"Spin" in aviation training: a "stall" or loss of lift, a subsequent nose-down spin, the specific actions required for recovery, and the feeling, after recovery, that you could tackle absolutely anything!

Monday 25 September 2017

Beans and the Abyss


I am teetering on the edge of the ridiculous abyss. I manage, for swaths of time, to foray towards lighter, simpler dynamics but these always seem to manifest only in a forced, feigned effort to pull back; settle, and I begin losing my mind. I am wired to struggle against complacency. I know this after over five decades of life strewn with varying reactions to varying, often remarkable scenarios. My focus, like any human, is towards broader contentment, but I continually find myself battling with the painfulness of what are, in this paradigm, unrealistic dreams. Success would be resigning myself to the level of, this will do. But I can never manage it because I can't convince myself of its worth on a cellular level. It feels, well, wrong.

I can't be the only one experiencing this, can I? There must be others out there who find themselves, now and again, standing in the grocery store in the bean aisle (8, I think)when, for no discernible reason, all of the colours on the labels appear more vivid. The rest of the store falls away and the well-researched music playlist becomes incoherent data meant for torture. There is nothing but these shelves of beans and I am terrified. How did I get here? (How did Chick Peas get here?) This is what life has become, and, in that moment, breathing stops being autonomic. Should I try more fiercely to trick myself so that I look forward to the tedium of present-day human expectation? Must I lower my sights so that the insane loops of mindless activity thrill me? How about telling myself a juicy lie upon waking in the morning, like, "This is fun!" Or distracting myself with, "Let's see how many cans of beans the abyss will hold, and show it on Youtube!" Viral?
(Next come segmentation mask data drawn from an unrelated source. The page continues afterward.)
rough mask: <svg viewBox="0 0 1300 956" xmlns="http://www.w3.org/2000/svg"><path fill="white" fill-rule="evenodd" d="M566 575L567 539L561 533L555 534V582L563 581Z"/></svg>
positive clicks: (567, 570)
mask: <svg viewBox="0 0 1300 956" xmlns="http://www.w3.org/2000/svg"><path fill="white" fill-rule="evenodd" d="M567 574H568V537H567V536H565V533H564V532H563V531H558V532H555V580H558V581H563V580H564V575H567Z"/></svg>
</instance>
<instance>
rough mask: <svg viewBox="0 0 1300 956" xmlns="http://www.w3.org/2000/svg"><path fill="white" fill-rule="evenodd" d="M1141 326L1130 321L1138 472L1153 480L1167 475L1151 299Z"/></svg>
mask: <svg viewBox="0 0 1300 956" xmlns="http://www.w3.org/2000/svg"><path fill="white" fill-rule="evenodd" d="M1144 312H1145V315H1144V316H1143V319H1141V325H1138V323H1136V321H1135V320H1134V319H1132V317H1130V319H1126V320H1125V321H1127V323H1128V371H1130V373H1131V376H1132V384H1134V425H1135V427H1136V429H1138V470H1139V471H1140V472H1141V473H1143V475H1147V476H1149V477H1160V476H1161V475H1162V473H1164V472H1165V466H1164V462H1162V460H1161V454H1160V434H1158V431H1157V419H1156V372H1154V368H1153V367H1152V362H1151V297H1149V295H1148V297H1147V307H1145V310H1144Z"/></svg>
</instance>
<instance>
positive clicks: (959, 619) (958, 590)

You bet!

I think part of the problem is that I sense that we are better than this. We are better than warehousing our elderly, letting this growth economy drive us out of our minds, and expounding on fighting disease as long as it involves donating money instead of changing lifestyle. We know that education should be free, unless of course we are compelled by our arrogance to nurture a robust stratum of oppressed for us to blame things on. I know, blah, blah, blah. This isn't rocket science. We have succumbed to too much financial competition and not enough fleshy, heartfelt caring. (Oh, and by the way, thank goodness for rocket science!) And why the hell is Wellness such a growing industry? Shouldn't we be good at this on our own by now? Shouldn't belly dancing while surfing be the hot thing instead, or discovering the delightful hologram capabilities of cauliflower?

And just what the fuck does the term Mental Health mean? Does it mean tucking in and riding with the zeitgeist? Or, does it mean acknowledging a nod from something deep inside that knows that all of this is nuts? Because this is nuts.

Well, I am fucking bored of it all. Aren't you? I crave something different. There has to be...there IS more than this, I know it. We've been living long enough that we should be so much better at it:

Nobody should have to take a fucking knee. 

I should not be dreading the days as I do. I want to be excited instead. I know I have to be more realistic, but it would be nice if the real part of the word didn't blow so badly. And, also, if the abyss wasn't so, you know, abysmal. I don't know what the answer is, but I do know that it won't be found by settling for less. 

This is not fine.

And please don't tell me that, "this will have to do," because it can't, and I will wrestle you in the parking lot on that point and I will win and you will be embarrassed. We have the greatest capacity to make good change. If we don't, and we wait, I fear many of us will lose our balance.